The orchestrator is a script that checks the schedules of all the pipelines in a maestro project and executes them. The orchestrator also handles global execution tasks such as collecting logs and managing shared resources like global objects and custom functions.

You have the option of using Quarto, RMarkdown, or a straight-up R script for the orchestrator, but the former two have some advantages with respect to deployment on Posit Connect.

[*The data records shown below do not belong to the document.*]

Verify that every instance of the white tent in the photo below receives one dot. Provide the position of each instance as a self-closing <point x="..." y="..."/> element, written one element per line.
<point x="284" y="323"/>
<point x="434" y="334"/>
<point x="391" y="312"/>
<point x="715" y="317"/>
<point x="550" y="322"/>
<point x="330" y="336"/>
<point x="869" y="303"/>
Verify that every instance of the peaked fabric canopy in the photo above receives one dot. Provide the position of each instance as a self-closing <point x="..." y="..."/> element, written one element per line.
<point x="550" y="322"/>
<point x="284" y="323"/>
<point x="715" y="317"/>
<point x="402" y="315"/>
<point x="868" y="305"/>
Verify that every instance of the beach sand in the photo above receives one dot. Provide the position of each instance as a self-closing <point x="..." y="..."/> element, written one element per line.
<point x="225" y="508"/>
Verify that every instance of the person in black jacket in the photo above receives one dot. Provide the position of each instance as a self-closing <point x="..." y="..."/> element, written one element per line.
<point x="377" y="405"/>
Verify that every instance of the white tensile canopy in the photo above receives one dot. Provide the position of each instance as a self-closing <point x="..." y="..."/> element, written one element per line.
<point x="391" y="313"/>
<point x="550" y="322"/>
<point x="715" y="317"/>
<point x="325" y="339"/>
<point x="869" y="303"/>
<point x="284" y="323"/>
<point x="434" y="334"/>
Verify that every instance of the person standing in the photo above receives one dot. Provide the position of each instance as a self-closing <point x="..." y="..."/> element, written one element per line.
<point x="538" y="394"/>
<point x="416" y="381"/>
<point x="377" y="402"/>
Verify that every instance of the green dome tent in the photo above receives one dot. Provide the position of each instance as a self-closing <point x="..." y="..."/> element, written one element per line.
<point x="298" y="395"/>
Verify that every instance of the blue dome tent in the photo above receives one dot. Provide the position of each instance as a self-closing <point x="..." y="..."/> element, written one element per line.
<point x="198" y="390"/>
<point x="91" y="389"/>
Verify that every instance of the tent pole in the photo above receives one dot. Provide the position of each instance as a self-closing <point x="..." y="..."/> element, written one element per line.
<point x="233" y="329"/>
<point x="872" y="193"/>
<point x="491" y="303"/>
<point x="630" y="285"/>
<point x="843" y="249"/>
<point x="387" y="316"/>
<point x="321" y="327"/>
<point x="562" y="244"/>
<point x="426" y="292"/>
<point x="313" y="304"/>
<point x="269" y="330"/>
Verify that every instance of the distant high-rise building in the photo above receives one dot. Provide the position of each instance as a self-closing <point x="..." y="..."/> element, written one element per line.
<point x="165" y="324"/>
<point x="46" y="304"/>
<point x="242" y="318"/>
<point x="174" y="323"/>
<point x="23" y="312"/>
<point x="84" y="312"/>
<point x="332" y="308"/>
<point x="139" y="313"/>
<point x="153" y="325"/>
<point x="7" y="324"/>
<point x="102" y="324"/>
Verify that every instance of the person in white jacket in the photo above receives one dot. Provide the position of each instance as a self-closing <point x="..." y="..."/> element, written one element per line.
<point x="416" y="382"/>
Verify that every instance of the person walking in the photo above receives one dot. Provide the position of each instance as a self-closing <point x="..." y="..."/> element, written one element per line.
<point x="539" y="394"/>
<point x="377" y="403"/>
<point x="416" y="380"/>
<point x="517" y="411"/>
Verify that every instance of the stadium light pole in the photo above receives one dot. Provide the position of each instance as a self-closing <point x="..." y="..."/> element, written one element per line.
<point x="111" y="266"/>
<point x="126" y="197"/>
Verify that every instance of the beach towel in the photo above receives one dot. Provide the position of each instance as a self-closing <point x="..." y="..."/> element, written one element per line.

A simple orchestrator looks like this:

library(maestro)

schedule <- build_schedule()

output <- run_schedule(
  schedule, 
  orch_frequency = "15 minutes"
)

The function build_schedule() scours through all the pipelines in the project and builds a schedule. Then run_schedule() checks each pipeline’s scheduled time against the system time within some margin of rounding and calls those pipelines to run.

Pipelines

A pipeline is task we want to run. This task may involve retrieving data from a source, performing cleaning and computation on the data, then sending it to a destination. maestro is not concerned with what your pipeline does, but rather when you want to run it. Here’s a simple pipeline in maestro:

#' Example ETL pipeline
#' @maestroFrequency daily
#' @maestroStartTime 12:30:00
my_etl <- function() {
  
  # Pretend we're getting data from a source
  message("Get data")
  extracted <- mtcars
  
  # Transform
  message("Transforming")
  transformed <- extracted |> 
    dplyr::mutate(hp_deviation = hp - mean(hp))
  
  # Load - write to a location
  message("Writing")
  # write.csv(transformed, file = paste0("transformed_mtcars_", Sys.Date(), ".csv"))
}

What makes this a maestro pipeline is the use of special roxygen-style comments above the function definition:

  • #' @maestroFrequency daily indicates that this function should execute at a daily frequency.

  • #' @maestroStartTime 12:30:00 indicates that it runs at 12:30.

In other words, we’d expect it to run every day at 12:30. There are more maestro tags than these ones and all follow the camelCase convention established by roxygen2.